There was that, and his talk with his father a day or so after he changed schools. And hard on its heels was another pointer, the finding of a frozen shepherd in an Exmoor hovel after a week of snowstorms. There were all the social prophets he had read and pondered, from Kingsley to Carlyle, from Tom Paine to Cobden. Then, like runaway railway trucks mounting one another, there was the glimpse of Owen Williams rumbling past the bay with crushed toes that would get him a job on top, the half-grown boys eating their snap in the gallery, the permanent pall of smoke over the teeming towns of the cotton belt, the expressionless men and girls standing like rows of automata at chattering machines.
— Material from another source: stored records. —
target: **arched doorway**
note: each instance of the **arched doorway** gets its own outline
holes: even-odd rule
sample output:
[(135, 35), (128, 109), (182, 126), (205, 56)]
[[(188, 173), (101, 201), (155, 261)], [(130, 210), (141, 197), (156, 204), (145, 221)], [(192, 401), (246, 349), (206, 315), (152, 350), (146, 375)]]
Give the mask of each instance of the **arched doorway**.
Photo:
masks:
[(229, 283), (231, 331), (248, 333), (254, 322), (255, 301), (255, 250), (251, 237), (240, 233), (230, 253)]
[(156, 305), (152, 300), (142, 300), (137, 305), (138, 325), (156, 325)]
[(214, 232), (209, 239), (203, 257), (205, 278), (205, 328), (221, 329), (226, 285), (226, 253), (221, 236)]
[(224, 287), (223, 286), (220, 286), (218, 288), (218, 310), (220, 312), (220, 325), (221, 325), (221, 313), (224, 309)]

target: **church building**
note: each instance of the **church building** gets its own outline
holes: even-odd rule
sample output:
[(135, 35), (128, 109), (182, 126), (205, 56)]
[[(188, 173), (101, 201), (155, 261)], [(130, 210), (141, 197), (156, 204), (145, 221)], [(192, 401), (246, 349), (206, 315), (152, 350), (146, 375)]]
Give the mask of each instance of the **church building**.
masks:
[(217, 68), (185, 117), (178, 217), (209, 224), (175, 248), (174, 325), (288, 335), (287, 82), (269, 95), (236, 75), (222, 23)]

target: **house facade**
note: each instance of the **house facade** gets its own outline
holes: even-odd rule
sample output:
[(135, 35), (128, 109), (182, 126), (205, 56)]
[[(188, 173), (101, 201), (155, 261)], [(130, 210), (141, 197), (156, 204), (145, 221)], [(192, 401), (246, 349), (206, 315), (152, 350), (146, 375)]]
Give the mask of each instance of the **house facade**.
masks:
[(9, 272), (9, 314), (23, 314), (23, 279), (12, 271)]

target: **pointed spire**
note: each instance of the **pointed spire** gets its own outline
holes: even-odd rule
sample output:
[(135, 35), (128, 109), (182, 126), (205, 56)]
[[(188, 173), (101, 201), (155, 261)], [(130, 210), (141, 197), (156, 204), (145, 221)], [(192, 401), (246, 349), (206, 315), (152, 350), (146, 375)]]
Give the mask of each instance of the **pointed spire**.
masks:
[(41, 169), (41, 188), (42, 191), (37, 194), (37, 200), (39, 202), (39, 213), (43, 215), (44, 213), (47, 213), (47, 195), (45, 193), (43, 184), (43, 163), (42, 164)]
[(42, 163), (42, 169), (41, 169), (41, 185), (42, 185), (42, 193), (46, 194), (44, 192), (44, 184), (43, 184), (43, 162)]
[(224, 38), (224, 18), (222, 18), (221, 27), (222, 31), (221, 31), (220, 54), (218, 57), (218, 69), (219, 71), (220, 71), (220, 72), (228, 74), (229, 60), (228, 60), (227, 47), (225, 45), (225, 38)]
But within all this there were more explicit pointers, each involving a woman and a woman’s viewpoint, as distinct from a man’s: Romayne, content to buy a husband with the profits of dye works, mines, and foundries; Mrs. Broadbent’s hesitant enquiries after George; and finally, the desperate concern of Mary Higson for time to groom an ex-chimney sweep into a scholar. In some way it all had a place in his personal destiny, but just how and why he had no way of knowing and doubted if he would ever find out. All one could do was to follow his nose and see where it led, and it was time, he felt, that it pointed him south, to the slum overlooking the Thames where he would be based for the next three years but also, praise God, to Romayne, who might one day do battle for him as Mary Higson battled for Jake.